Die beiden haben mehr als 30 Jahre gemeinsam in der Politik verbracht. Es war eine Beziehung voller Höhen und Tiefen – nur dass in ihrem Fall die Höhen besonders hoch und die Tiefen besonders tief waren. Seehofer hat Merkel schon mal als „Glücksfall für Deutschland“ und „politische Ausnahmeathletin“ gepriesen. Er hat sie im Streit über die Flüchtlingspolitik aber auch auf einem CSU-Parteitag wie ein Schulmädchen abgekanzelt.

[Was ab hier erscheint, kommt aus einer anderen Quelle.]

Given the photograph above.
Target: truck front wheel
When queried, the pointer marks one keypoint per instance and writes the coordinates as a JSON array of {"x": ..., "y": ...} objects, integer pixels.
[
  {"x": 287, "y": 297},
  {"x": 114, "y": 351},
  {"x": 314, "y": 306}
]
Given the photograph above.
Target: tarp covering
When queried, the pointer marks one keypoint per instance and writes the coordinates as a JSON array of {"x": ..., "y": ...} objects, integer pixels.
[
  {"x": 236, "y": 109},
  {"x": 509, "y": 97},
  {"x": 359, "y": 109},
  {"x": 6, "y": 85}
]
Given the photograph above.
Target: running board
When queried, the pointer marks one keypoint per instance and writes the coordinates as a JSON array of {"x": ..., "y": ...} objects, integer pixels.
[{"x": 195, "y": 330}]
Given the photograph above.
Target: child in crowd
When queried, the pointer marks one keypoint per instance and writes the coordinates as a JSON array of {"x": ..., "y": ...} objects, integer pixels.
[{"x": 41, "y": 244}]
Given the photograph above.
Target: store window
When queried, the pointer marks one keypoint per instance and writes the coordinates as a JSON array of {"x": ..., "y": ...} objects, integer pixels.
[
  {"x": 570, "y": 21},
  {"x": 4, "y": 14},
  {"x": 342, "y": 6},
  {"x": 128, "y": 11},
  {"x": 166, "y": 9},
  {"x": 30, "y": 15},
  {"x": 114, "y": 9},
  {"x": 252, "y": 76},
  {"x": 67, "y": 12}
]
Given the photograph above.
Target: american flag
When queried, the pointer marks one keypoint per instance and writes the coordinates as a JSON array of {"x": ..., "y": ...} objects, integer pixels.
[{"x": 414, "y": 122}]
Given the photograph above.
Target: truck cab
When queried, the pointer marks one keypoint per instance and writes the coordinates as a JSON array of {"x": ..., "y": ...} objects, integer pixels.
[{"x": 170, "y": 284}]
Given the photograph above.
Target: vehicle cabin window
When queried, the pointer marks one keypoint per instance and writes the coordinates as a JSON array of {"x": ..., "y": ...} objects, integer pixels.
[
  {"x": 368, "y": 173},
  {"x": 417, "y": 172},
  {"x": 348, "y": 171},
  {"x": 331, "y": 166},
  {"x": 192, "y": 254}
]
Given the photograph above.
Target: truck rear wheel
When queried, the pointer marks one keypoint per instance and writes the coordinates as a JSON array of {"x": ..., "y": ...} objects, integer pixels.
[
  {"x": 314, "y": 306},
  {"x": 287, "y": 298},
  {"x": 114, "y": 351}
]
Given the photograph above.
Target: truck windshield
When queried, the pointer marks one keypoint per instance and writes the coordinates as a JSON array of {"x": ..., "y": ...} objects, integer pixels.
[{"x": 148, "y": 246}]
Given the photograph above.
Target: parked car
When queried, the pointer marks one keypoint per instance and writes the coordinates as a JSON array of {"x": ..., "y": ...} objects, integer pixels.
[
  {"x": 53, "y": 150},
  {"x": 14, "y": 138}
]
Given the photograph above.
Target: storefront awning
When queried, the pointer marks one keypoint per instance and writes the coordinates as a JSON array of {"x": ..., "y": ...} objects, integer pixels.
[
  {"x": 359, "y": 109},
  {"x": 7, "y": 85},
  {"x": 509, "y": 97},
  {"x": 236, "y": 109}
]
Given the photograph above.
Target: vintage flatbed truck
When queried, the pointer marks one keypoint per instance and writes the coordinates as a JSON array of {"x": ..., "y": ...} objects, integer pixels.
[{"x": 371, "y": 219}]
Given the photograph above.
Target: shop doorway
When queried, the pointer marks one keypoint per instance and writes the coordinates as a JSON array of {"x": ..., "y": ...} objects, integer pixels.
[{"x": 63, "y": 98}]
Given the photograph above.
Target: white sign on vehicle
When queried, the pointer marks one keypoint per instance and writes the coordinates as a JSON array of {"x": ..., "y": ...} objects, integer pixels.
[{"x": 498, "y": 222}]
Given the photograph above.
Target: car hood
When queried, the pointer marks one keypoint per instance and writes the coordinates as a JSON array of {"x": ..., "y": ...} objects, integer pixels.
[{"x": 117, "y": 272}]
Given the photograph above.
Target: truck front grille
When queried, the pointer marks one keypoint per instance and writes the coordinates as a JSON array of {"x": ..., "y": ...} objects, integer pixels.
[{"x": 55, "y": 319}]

„Ich habe nie für eine Abschottung plädiert“

Unter den Parteichefs Merkel und Seehofer gerieten CDU und CSU in ihre größte Beziehungskrise seit dem Kreuther Trennungsbeschluss 1976. Im Juni 2018 befürchteten einige sogar, dass es zu einer Spaltung der gemeinsamen Bundestagsfraktion von CDU und CSU kommen könnte. Damals ging es übrigens auch schon um die Zurückweisung von Flüchtlingen an der Grenze.

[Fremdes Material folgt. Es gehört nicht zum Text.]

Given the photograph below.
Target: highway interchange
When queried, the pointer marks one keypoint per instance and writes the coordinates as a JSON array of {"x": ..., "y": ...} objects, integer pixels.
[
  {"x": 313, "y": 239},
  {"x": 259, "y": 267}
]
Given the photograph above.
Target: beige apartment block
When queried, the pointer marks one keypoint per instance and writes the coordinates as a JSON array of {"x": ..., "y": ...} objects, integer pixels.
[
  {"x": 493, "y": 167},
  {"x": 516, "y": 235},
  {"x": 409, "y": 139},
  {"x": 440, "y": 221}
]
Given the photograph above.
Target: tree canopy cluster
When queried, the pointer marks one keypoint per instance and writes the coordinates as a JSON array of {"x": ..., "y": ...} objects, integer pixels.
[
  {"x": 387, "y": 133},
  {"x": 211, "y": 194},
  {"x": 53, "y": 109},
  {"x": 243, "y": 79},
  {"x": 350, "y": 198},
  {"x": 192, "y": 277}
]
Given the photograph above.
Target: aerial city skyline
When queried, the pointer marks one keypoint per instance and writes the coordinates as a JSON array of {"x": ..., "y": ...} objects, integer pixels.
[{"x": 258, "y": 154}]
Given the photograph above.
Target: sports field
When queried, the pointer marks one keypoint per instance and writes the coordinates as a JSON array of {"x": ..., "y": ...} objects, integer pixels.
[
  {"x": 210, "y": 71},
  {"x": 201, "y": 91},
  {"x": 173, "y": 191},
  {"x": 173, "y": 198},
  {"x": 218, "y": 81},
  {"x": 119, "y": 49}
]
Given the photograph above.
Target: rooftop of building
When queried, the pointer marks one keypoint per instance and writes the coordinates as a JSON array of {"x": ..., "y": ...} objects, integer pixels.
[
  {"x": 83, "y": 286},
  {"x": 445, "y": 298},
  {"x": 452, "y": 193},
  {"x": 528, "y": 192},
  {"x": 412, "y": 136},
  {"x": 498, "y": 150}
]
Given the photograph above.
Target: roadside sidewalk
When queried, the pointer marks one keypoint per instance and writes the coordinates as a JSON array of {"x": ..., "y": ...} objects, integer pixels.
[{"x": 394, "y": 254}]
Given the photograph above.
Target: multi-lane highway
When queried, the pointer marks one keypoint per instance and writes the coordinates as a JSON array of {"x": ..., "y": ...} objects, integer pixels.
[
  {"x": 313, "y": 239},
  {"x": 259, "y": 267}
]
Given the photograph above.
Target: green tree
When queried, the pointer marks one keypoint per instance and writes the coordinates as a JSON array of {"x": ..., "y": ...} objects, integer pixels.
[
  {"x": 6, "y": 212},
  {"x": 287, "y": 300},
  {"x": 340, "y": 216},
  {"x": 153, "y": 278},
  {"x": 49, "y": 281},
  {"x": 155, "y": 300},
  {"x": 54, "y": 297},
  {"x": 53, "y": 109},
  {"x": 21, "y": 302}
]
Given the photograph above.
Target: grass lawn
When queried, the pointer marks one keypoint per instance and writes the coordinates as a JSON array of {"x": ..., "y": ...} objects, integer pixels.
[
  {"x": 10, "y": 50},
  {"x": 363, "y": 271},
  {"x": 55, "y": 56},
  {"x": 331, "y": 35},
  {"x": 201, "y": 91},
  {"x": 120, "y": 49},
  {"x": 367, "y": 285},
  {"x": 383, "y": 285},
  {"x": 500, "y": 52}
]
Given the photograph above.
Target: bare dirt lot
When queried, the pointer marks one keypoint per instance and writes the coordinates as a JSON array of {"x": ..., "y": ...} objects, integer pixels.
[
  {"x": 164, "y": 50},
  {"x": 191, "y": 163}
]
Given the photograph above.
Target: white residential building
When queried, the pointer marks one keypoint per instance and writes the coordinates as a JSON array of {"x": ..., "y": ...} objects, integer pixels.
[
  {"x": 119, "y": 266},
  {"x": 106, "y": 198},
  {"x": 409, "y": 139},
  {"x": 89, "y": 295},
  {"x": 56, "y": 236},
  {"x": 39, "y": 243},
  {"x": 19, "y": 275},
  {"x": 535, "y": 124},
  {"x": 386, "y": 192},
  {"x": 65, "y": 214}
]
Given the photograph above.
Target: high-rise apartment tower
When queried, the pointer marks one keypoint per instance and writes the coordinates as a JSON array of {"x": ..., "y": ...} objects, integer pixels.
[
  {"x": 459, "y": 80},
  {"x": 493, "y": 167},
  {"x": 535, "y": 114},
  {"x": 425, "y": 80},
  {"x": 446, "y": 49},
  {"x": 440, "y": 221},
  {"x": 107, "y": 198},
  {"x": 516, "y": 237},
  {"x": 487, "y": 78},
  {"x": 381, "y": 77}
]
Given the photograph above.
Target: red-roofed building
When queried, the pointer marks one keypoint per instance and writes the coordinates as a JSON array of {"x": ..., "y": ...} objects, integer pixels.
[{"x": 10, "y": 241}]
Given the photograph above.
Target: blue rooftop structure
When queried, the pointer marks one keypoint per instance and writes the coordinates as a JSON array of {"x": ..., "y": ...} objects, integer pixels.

„Ich finde es immer problematisch, mit dem Wissen von heute leichtfertig die Vergangenheit zu bewerten“, sagt Seehofer jetzt. In der Debatte über den richtigen Umgang mit Russland würden heute manche sehr kritisch auftreten, die früher geschwiegen hätten. Hier würden es sich viele mit ihrer Kritik an Merkel zu einfach machen. Das gelte auch für andere Bereiche.

Die Spannungen zwischen Seehofer und Merkel waren so groß, dass einige befürchteten, die Fraktionsgemeinschaft von CDU und CSU könnte zerbrechen. (Foto: Michael Kappeler/DPA)

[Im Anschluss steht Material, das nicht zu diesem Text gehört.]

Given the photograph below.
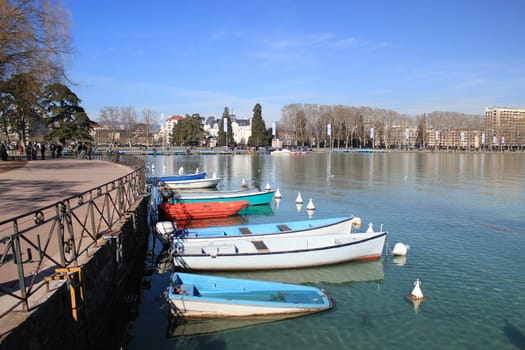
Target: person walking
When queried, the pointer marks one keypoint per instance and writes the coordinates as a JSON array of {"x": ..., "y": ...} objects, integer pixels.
[{"x": 43, "y": 150}]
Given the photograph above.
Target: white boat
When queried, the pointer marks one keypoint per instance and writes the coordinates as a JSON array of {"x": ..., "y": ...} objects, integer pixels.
[
  {"x": 281, "y": 152},
  {"x": 277, "y": 251},
  {"x": 195, "y": 295},
  {"x": 167, "y": 229},
  {"x": 192, "y": 184}
]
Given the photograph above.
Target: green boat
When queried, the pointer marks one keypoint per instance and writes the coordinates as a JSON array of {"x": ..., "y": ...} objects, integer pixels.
[{"x": 254, "y": 196}]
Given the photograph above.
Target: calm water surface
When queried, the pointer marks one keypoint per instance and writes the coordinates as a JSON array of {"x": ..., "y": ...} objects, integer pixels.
[{"x": 461, "y": 214}]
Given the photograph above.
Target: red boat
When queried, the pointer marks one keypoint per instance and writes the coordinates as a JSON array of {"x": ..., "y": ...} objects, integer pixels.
[{"x": 201, "y": 210}]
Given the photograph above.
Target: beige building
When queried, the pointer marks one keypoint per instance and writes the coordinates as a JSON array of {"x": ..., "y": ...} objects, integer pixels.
[{"x": 505, "y": 127}]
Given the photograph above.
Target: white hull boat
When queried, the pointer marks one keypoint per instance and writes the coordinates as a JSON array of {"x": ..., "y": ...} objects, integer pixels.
[
  {"x": 166, "y": 230},
  {"x": 277, "y": 251}
]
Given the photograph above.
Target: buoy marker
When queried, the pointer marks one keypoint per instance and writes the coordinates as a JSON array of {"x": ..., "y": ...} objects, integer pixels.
[
  {"x": 310, "y": 205},
  {"x": 356, "y": 222},
  {"x": 400, "y": 249},
  {"x": 417, "y": 293},
  {"x": 299, "y": 199}
]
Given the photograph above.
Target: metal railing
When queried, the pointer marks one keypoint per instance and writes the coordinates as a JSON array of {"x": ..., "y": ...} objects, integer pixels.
[{"x": 63, "y": 234}]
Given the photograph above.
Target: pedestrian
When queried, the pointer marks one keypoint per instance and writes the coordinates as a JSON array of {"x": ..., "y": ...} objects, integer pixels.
[
  {"x": 3, "y": 152},
  {"x": 53, "y": 148},
  {"x": 29, "y": 151},
  {"x": 89, "y": 150},
  {"x": 34, "y": 151},
  {"x": 43, "y": 150},
  {"x": 59, "y": 151}
]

„In der Migrationspolitik lagen allerdings damals schon alle Argumente auf dem Tisch, die wir heute kennen“, sagt Seehofer. „Merkel hat 2015 mir gegenüber immer argumentiert, dass Deutschland eine belastete Geschichte habe, und dass wir jetzt in einem ganz anderen Licht erscheinen würden – eben als humane Gesellschaft, die Menschen in der Not hilft. Und dass sich das in den nächsten Jahren für unser Land auszahlen würde.“

„Ich habe nie für eine Abschottung plädiert“, sagt Seehofer jetzt. „Ich bin aber für das richtige Maß eingetreten, mit Blick auf Wohnungen, auf Integration, auf Kriminalität, auf Bildung.“ Er habe „keine Triumphgefühle, dass jetzt sehr viel von dem getan wird, was ich schon vor Jahren gefordert habe – und dafür von einigen sogar als Rechtsextremist beschimpft wurde. Genugtuung nach innen, die habe ich aber schon.“

„Der Merz versteht sein Handwerk“, sagt Seehofer

Die starken Wahlergebnisse der AfD bereiten auch ihm große Sorgen. „Eine der schlimmsten Folgen von Merkels Kurs ist das gefährliche Aufblühen der AfD“, glaubt der ehemalige CSU-Chef. Er begrüßt deshalb den Kurs von Merz – und seine Ausrufung zum Kanzlerkandidaten. „Der Merz versteht sein Handwerk“, findet Seehofer. „Nachdem er in der Bundespressekonferenz seinen Vorstoß zur Migrationspolitik gemacht hat, habe ich ihn angerufen und nur gesagt: ‚Friedrich, so führt man ein Land.‘“

Aber wie ist nun sein persönliches Verhältnis zur Altkanzlerin?

„Mit Merkel habe ich überhaupt keinen Kontakt mehr“, sagt Seehofer. „Es gab am Ende unserer Regierungszeit noch ein Abschiedsessen der Kanzlerin mit ihrem Kabinett.“ Danach habe er noch das Bundesinnenministerium an seine Nachfolgerin übergeben. „Dann bin ich im Auto nach Hause gefahren. Das war’s.“

Überrascht habe ihn das nicht. Zu seiner Lebenserfahrung in der Politik zähle: „In dem Moment, in dem Sie keine für andere nützliche Funktion mehr haben, reduzieren sich auch die persönlichen Kontakte.“ Es gelte halt: „Die Bedeutung ergibt sich aus der Nützlichkeit.“ Viele, mit denen er per Sie gewesen sei, „haben mir kaum, dass ich Parteichef war, das Du angeboten – übrigens auch Angela Merkel. Obwohl wir schon Jahre gemeinsam im Kabinett saßen, hatte sie mich bis dahin gesiezt.“

Markus Söder wird übrigens bei der Merkel-Geburtstagsfeier sein. Aber der ist ja auch noch CSU-Chef.